The execution of the open() routine gives a good example of the concepts of the previous section. When a client invokes the open() routine, code in the client’s library goes through the following logic: First, it must look up the name to find the file server owning that file. Often, the name is cached by the client library, but let us suppose it is not. In that case, the client asks the name server for the file server address. The client then sends the open request to the file server at that address. The file server authenticates the client and then looks for the file in its name space. If the file is found, the file server looks at the file descriptor, which, among other things, contains an access control list. The file server examines the file’s access control list to see if the client is authorized to open the file. If so, the file server creates a capability for the file (a control block that allows quick access to the file) and returns this capability to the client.

Given one of these file capabilities, the client can read and write bytes from the file using the following routines:

Notice that these are not exactly the UNIX routines; the standard UNIX read routine sequentially reads or writes the next bytes of the file. UNIX file positioning is done by a separate call, lseek(). Combined addressing and data copy operations are typical of random file access.

The two approaches, mapped files and explicit file access, are equivalent. The benefit of memory-mapped files is obvious: they make file access automatic. Historically, database implementors have preferred explicit access because database systems encapsulate files. Database systems carefully control file placement in memory (for clustering) and control data copies from memory to provide transactional file semantics. For 30 years, there has been a heated debate over whether memory-mapped files or explicit file access is better. The fact that this debate has continued for so long suggests that both approaches have merit.

2.5.2 File Organizations

A file system’s primary role is to store the contents of named files and to provide read and write access to them. File systems maintain other descriptive information about the file to control and direct access to it. As a rule, the file system keeps a descriptor for each file. The descriptor contains the file name, the authid of the file creator, and an access control list of who can do what to the file. The descriptor also keeps information on the time the file was created, when it was last accessed, and when it was last archived. Of course, the file size, along with a description of how the file is mapped to storage, is part of the descriptor.

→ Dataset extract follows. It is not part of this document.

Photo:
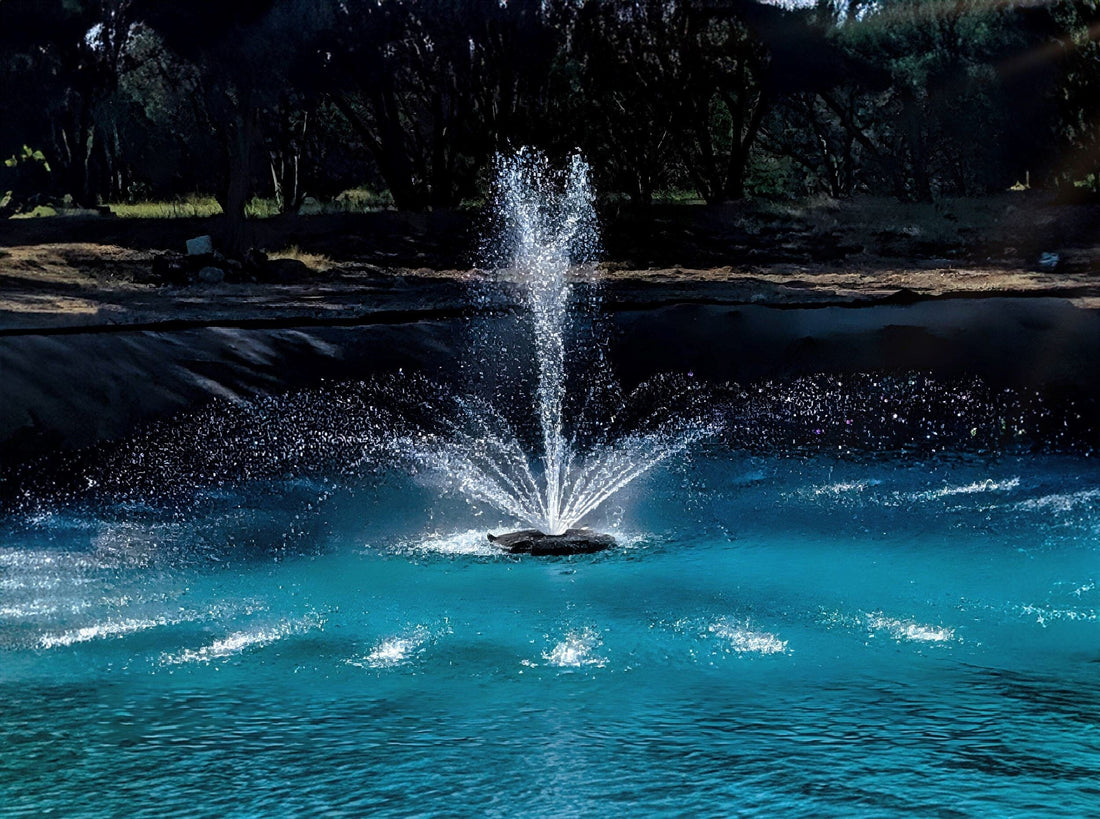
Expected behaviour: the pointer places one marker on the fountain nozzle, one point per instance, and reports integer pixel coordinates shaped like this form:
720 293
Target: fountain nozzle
534 542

File descriptors also cover the file contents. Often a file is unstructured; that is, it has no simple structure. For example, the binary image of a photograph has no regular structure; a simple byte stream file is likewise unstructured. By contrast, a structured file is a collection of records with similar structure. Structured files are dichotomized by their record addressing scheme: some file organizations address records associatively (by the record contents), while others only address records directly (by the record address in the file). Chapters 13–15 describe the semantics and implementation of structured files in considerable detail. The following simple description of structured files should suffice until then (see Figure 2.14).

Figure 2.14 **Structured and unstructured files described as a tree.** Files can be unstructured—meaning they have no obvious internal structure—or they can be structured as a collection of records. Records within a structured file can be either directly or associatively addressed. Directly addressed files either insert new records at the end of the file (entry sequenced) or insert each new record at an array address (relative). Associative files can either hash the key or store the records in key-sequenced order.

Entry sequence is the simplest file structure. The name comes from the way records are inserted in the file. Each new record is added to the end of the file, so that the records are stored in the sequence they entered the file. Each record address is the byte offset of the record relative to the start of the file (or some similar scheme). Entry-sequenced files can be read sequentially—first record, second record, and so on—or a record can be directly addressed by using its byte offset.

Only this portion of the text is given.